Could you please describe her fragrance in some chaste details?

What is the colour of the homeless man's dog outside the Tesco on St Giles?

Sir, if you are one of Trump's Russian spies currently frequenting this website for whatever politically sinister reasons, I must warn you that I am not one of your "contacts" here at Oxford, and thus your obscure questions and bizarre coded messages are entirely lost on me. Also, why would any student (at the University of Oxford) in their right minds pay attention to the homeless, let alone the physical details of their scroungy mutt?

>Trump's Russian spies
Shouldn't we ask at Cambridge?

i'm starting to think op is an american troll based on his use of english.

I like the idea that oxford user is London froganon, who is actually storymaker trappist monk user

Her fragrance is a veritable moving feast, and surprises me constantly with new scents, new pockets of aromas, novel sensory experiences which elate my inexperienced nostrils. Her hair, when freshly washed, smelled of ripe strawberries crushed to a pulp and spread most jamlike onto a small bundle of soft hay, but then when dried and thoroughly aired by the Oxford wind, its fragrance is such that I am ashamed to admit my inability to even begin to tell you just how lovely, how subjectively invaluable it seems to me.

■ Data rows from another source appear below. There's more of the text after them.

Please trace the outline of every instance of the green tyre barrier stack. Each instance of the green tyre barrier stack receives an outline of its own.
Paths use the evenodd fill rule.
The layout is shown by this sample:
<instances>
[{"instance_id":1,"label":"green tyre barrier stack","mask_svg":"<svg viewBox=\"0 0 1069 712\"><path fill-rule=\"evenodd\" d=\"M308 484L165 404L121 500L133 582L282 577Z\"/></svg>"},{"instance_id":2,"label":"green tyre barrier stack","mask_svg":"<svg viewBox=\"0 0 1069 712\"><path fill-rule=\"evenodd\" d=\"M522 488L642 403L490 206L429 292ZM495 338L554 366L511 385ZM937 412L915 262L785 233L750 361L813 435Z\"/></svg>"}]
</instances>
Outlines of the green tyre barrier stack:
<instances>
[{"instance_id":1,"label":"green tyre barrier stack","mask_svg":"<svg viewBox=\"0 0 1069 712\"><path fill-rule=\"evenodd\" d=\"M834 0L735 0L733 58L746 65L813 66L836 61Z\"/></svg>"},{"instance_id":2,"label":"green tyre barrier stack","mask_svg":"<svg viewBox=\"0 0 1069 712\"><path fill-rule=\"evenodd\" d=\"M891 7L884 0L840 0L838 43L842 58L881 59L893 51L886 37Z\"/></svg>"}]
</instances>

I often kiss her scalp before resting my face against it, feeling the warm of her brown hair and inhaling a natural fragrance whose intoxicating qualities are not of the erotic sphere but rather of the ancient, indeed timeless sphere of pure love between the sexes, containing both the animal attraction of two compatible creatures and also the pure, divine, soul-bonding yearning for a fellow divine Being. When she rises from bed to expel waste in the nearby toilet, I simply have to be within a few inches of the depression which previously accommodated her light form to smell the utterly potent scent of feminine delight, so much like flowers and so much like the kinds of fruit we are advised to eat for the good of our physical health. I am of course overlooking the numerous, surely infinite minor scents which are emitted from her body, from the creamy smell of her interdigital folds to the coinlike effluence of her groin region (which I have neither seen nor directly touched, may I remind my more degenerate readers). The coral whiff of her toes when dry, the sweaty pungence of those same toes when damp after a brisk walk. To avoid causing distress to those of you who are forced to settle for lives of hollow onanism or, perhaps worse, the second-rate "love" of some dull, "working" class ladette, I will stop there and hope only that my brief description communicates something of the grandness of her overall sensory potential.